1. Field of the Invention
Generally, the present disclosure relates to highly sophisticated semiconductor structures, and, in particular, to a protection layer for avoiding vertical voltage breakdown in highly advanced semiconductor technologies.
2. Description of the Related Art
The fabrication of advanced integrated circuits, such as CPUs, storage devices, application specific integrated circuits (ASICs) and the like, requires the formation of a large number of circuit elements on a given chip area according to a specified circuit layout. This includes several connection lines between different components, such as transistors and diodes. The connection lines are organized on multiple vertical levels, also known as metal levels. On each metal level, a plurality of connection lines may be realized.
The proximity, both horizontal and vertical, of connection lines results in several issues. The signal in a given line may be influenced by neighboring lines due to the parasitic capacitance present between the lines. Even more dangerously, there is a risk of a voltage breakdown between neighboring lines.
The possibility of a voltage breakdown depends on the materials used, the voltages present and the dimensions and placement of the lines. In view of further device scaling, it is expected that the distance between neighboring metal lines will get smaller and smaller at each technology node, both in the vertical and horizontal direction. This increases the risk of a breakdown through the insulator between the metal lines.

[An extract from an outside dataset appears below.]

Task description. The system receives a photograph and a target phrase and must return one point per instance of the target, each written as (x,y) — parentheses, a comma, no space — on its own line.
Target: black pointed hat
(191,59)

Although this is at least partially compensated for by the reduction in operating voltages, there are applications in which voltages cannot be reduced enough to compensate for the reduced distance, for instance, automotive or high voltage applications such as those needed for the operation of fuses or similar devices.
Moreover, while the horizontal distance between metal lines can be varied for each metal line with respect to its neighboring lines, the same cannot be done in the vertical direction. So, for instance, if, on a metal level, only one metal line has a high voltage applied to it, horizontally neighboring metal lines can be spaced further apart to avoid any issues. However, the same cannot be done in the vertical direction since the increase in the vertical spacing would negatively reflect on all of the metal lines of the metal plane, which do not need the increased vertical spacing, and not only on the one carrying the high voltage.
In view of the situation described above, the present disclosure relates to semiconductor structures and manufacturing techniques thereof allowing the realization of at least one high voltage metal line on a metallization level of an integrated chip which avoids the risk of voltage breakdown.